Szczerze mówiąc nie wiem czy w każdym kraju tak było, ale w końcówce lat 90. właśnie dzięki Chicago Bulls w Polsce zrobiła się moda na basket. Jasne, nasza koszykówka wówczas stała na wyższym poziomie niż obecnie, ale mimo wszystko to Michael Jordan sprawił, że na osiedlowych podwórkach powstawały boiska do koszykówki. Piłka nożna na pewien okres czasu stała się sportem numer dwa na zabetonowanych osiedlach.Efekt NBA w otwartej telewizji, niezwyciężonych Byków i „Kosmicznego Meczu” zbudował niewyobrażalną popularność tego sportu. I właśnie oglądając po tych latach „Ostatni Taniec” człowiek wraca do tamtych czasów. Czuje dreszczyk emocji i najzwyczajniej w świecie tęskni, bo co tutaj dużo mówić, ale chyba jako dziecko – przynajmniej w moim wypadku tak jest – emocje kibicowskie były największe.
Od strony technicznej „Ostatni Taniec” jest jak Michael Jordan pod koszem
Znakomicie zrobiony dokument. Pomijam już fakt, że zostały wykorzystane w nim archiwalne nagrania, które pierwszy raz ujrzały światło dzienne. Jak już wcześniej wspomniałem w „Ostatnim Tańcu” reżyser Jason Hehir przede wszystkim nie skupia się jedynie na Michaelu Jordanie, ale na całej drużynie Byków. Pokazuje nam nagrania z wielu dekad w taki sposób, że rozumiemy dlaczego akurat ci goście stali się wielkimi mistrzami. Przez wszystko prowadzą nas sami zawodnicy, którzy nie gryzą się w język, gdy mówią o były kolegach z drużyny, prezesie, czy dyrektorze sportowym. Dostajemy całą masę mięsa.
A to nie wszystko, ponieważ nie otrzymujemy jedynie obrazu ze środka, ale także widzimy, jak reagowali wówczas kibice na dane wydarzenia. I to jacy kibice, ponieważ już w pierwszych dwóch odcinkach zdążyli się wypowiedzieć Barack Obama i Bill Clinton. Wymowne, że ten pierwszy jest podpisany jako były mieszkaniec Chicago. Były prezydent USA nie mówi o tym, jak poznał Jordana, czy ile razy zagrał z nim w golfa, ale że bywało, iż bardzo chciał zobaczyć Byków, ale nie było go stać nawet na najtańsze wejściówki.

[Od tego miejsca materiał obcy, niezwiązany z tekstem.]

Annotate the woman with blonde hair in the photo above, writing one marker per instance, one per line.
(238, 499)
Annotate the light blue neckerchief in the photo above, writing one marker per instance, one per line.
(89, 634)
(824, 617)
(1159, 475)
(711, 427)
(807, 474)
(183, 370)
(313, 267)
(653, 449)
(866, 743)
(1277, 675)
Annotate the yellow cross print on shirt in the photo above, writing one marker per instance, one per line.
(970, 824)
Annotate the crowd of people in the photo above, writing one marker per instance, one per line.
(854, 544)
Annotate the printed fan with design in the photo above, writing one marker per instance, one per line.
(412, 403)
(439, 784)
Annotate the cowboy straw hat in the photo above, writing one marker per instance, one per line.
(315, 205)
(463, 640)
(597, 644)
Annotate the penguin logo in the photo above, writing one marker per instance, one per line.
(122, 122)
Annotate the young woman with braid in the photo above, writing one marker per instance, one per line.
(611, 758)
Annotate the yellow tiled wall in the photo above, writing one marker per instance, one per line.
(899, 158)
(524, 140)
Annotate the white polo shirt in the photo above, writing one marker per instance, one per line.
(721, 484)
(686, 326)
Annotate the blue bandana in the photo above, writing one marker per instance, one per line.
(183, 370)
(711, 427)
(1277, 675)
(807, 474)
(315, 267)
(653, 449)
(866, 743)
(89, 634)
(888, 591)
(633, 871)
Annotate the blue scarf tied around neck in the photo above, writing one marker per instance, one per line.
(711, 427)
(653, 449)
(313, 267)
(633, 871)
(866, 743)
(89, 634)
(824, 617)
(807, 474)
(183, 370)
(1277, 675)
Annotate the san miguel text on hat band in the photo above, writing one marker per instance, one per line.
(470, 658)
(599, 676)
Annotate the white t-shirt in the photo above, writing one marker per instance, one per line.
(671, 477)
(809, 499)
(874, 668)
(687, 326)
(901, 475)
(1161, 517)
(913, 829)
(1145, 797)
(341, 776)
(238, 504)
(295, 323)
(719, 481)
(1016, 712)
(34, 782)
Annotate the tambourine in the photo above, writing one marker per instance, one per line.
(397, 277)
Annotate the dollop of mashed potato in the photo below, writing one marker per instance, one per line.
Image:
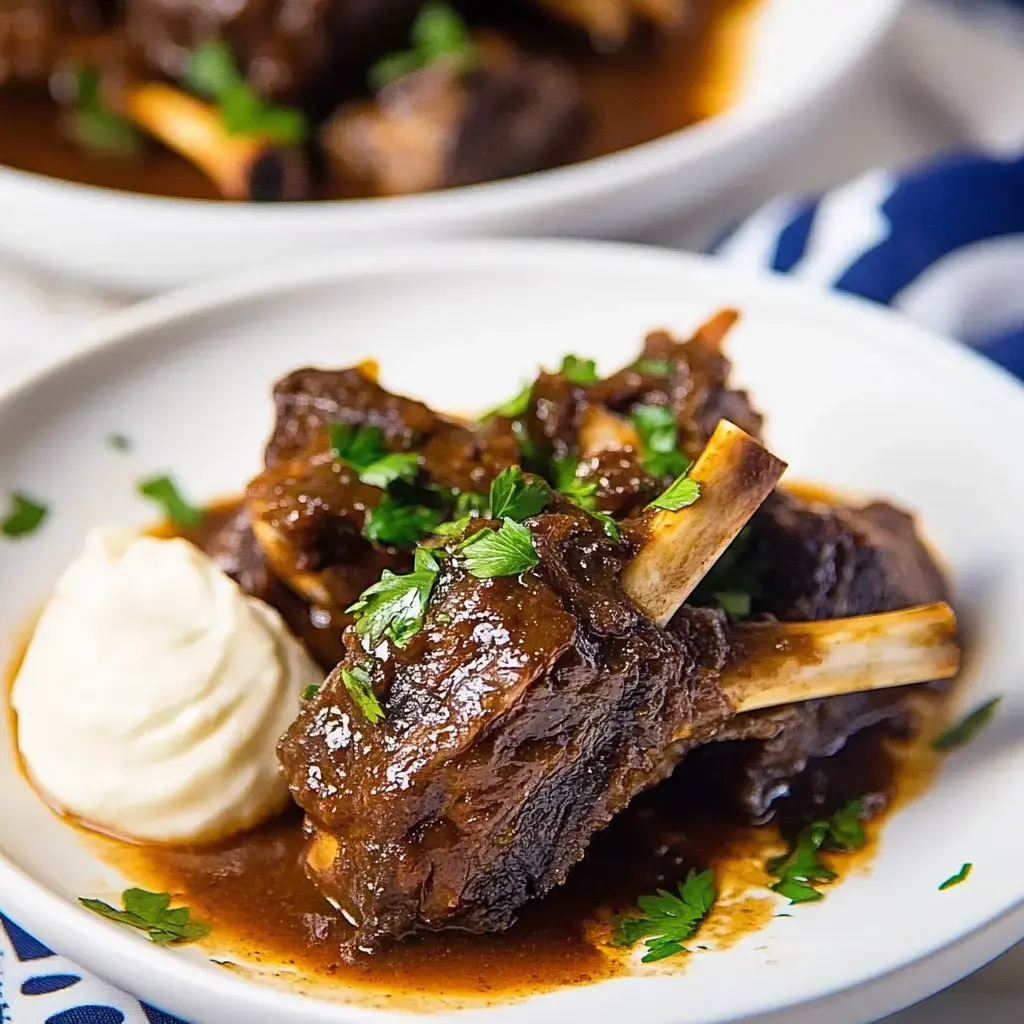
(154, 691)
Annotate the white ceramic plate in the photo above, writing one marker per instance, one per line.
(801, 52)
(855, 398)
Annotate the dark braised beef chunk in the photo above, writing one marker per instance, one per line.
(307, 52)
(808, 560)
(525, 713)
(441, 126)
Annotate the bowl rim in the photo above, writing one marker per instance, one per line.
(578, 181)
(57, 921)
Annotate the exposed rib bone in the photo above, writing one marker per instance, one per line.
(735, 474)
(782, 663)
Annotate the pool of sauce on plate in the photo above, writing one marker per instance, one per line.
(269, 921)
(642, 93)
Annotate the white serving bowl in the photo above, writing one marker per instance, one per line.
(855, 398)
(802, 51)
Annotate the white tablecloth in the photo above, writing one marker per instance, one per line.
(940, 82)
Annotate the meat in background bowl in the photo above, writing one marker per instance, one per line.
(796, 55)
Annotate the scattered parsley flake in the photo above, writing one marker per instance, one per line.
(680, 494)
(164, 491)
(359, 685)
(659, 440)
(151, 912)
(579, 371)
(507, 551)
(26, 516)
(955, 880)
(438, 34)
(968, 727)
(798, 869)
(514, 496)
(210, 71)
(669, 920)
(395, 605)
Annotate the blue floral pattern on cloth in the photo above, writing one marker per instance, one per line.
(37, 986)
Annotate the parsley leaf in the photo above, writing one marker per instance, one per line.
(95, 125)
(583, 493)
(437, 34)
(659, 440)
(395, 605)
(513, 496)
(580, 371)
(363, 449)
(359, 685)
(801, 866)
(210, 71)
(516, 406)
(955, 880)
(968, 727)
(669, 920)
(653, 368)
(507, 551)
(164, 492)
(26, 515)
(681, 493)
(151, 912)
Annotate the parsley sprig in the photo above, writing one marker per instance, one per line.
(210, 71)
(659, 440)
(394, 606)
(801, 867)
(26, 516)
(507, 551)
(438, 34)
(363, 449)
(152, 912)
(968, 727)
(669, 919)
(358, 683)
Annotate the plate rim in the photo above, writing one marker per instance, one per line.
(51, 915)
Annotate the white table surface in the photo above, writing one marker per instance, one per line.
(940, 82)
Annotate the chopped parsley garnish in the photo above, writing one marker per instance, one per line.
(395, 605)
(669, 920)
(659, 440)
(968, 727)
(580, 371)
(516, 406)
(514, 496)
(26, 515)
(164, 492)
(437, 34)
(399, 523)
(94, 124)
(583, 493)
(363, 449)
(507, 551)
(152, 912)
(681, 493)
(210, 71)
(955, 880)
(653, 368)
(798, 869)
(359, 685)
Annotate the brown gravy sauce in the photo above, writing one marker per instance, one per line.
(642, 93)
(269, 922)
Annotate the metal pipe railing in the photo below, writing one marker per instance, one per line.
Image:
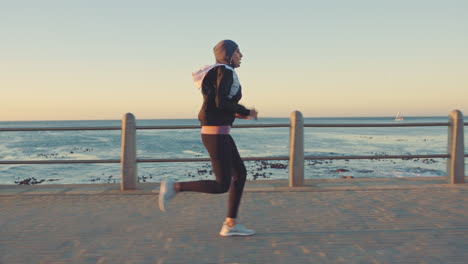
(128, 161)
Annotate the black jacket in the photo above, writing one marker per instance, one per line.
(221, 94)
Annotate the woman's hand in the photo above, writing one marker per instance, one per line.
(253, 115)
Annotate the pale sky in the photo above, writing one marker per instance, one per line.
(99, 59)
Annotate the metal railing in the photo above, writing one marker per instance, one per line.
(455, 156)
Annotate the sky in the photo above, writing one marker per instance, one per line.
(99, 59)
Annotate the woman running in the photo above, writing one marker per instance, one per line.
(221, 93)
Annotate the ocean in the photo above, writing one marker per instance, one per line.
(251, 142)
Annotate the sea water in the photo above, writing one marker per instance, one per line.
(251, 142)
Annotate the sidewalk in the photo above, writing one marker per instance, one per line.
(406, 220)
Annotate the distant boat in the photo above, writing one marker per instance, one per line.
(399, 117)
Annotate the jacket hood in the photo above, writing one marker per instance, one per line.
(199, 75)
(224, 50)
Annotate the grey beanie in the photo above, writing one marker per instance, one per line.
(224, 50)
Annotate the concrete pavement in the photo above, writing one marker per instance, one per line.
(406, 220)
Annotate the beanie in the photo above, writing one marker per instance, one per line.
(224, 50)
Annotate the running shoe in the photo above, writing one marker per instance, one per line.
(166, 193)
(236, 230)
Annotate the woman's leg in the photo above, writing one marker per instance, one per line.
(220, 149)
(239, 175)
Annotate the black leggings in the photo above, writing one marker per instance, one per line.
(227, 164)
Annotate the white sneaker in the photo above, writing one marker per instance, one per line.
(236, 230)
(166, 193)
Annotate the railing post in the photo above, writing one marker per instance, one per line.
(296, 150)
(128, 153)
(456, 149)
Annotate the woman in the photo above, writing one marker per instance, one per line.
(221, 93)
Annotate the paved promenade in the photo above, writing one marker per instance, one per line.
(419, 220)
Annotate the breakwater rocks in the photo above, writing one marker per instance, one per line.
(32, 181)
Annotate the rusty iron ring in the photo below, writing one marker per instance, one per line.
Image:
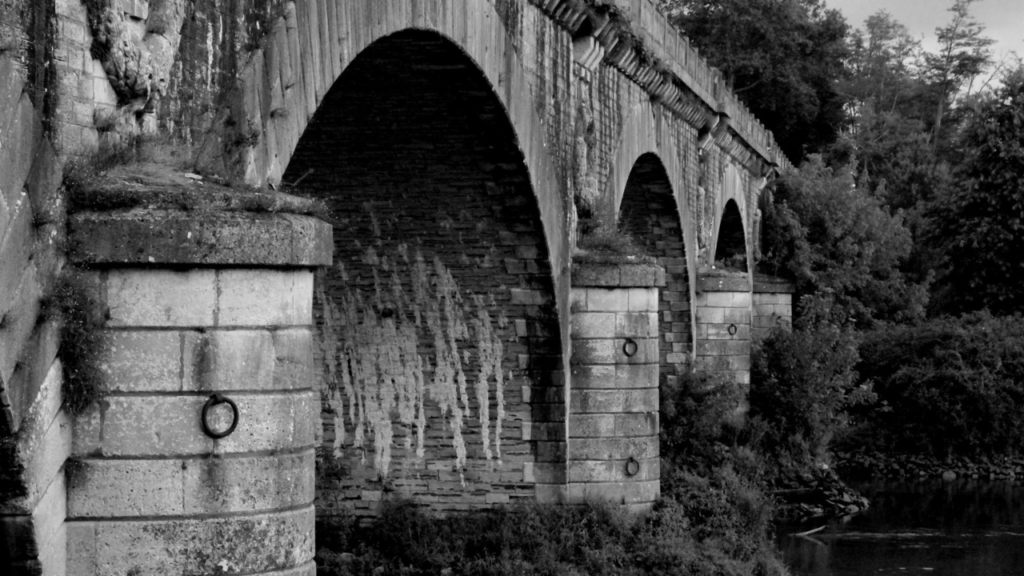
(630, 347)
(632, 466)
(214, 401)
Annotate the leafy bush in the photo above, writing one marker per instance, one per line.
(838, 241)
(952, 385)
(712, 530)
(803, 384)
(697, 418)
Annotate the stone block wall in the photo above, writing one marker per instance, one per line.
(613, 402)
(772, 304)
(649, 214)
(723, 317)
(35, 436)
(437, 236)
(198, 455)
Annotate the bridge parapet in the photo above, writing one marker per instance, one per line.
(673, 53)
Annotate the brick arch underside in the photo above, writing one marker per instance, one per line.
(414, 155)
(731, 245)
(649, 214)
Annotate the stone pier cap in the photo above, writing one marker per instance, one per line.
(147, 215)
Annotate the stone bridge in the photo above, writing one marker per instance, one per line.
(471, 329)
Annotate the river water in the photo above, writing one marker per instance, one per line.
(960, 528)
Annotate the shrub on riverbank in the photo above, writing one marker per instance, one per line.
(803, 386)
(714, 518)
(948, 386)
(706, 534)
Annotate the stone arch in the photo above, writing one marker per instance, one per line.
(648, 213)
(645, 132)
(729, 232)
(731, 245)
(307, 48)
(439, 313)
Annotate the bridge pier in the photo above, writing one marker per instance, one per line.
(198, 456)
(723, 307)
(613, 401)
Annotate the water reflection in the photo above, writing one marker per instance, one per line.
(963, 528)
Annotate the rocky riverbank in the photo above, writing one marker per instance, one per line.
(875, 464)
(817, 496)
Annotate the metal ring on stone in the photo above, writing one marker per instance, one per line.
(632, 466)
(630, 346)
(217, 400)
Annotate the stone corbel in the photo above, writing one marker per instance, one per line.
(588, 52)
(707, 133)
(136, 43)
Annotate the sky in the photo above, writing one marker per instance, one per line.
(1004, 19)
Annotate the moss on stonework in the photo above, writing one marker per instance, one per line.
(378, 376)
(73, 303)
(155, 174)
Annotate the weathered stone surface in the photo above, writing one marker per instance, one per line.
(161, 297)
(593, 325)
(233, 360)
(613, 470)
(611, 447)
(612, 402)
(146, 360)
(615, 376)
(200, 238)
(620, 492)
(723, 283)
(115, 488)
(605, 425)
(294, 366)
(264, 297)
(161, 425)
(266, 542)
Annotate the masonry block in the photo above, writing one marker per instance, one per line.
(235, 360)
(264, 297)
(161, 298)
(612, 402)
(620, 492)
(153, 425)
(611, 447)
(602, 299)
(593, 352)
(104, 488)
(612, 470)
(256, 543)
(146, 360)
(593, 325)
(607, 425)
(636, 325)
(294, 367)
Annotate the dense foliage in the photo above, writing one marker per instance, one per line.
(951, 385)
(835, 239)
(803, 384)
(981, 225)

Wydaje mi się, że żaden fan Chicago Bulls z lat 90. nie będzie czuł niedosytu po tym dokumencie, gdyż poza tym, że jest sporo około sportowej wiedzy, Jason Hehir zadbał także o to, by fani jeszcze raz zobaczyli najbardziej widowiskowe i najważniejsze akcje w wykonaniu swoich ulubieńców. Serial kompletny skierowany nie tylko do fanów Chicago Bulls lat 90, czy koszykówki, ale do wszystkich osób. Nie trzeba interesować się sportem, by z przyjemnością obejrzeć serial o jednej z najlepszych drużyn w historii sportu, na której czele stał jeden z najbardziej popularnych i charyzmatycznych ludzi w dziejach świata.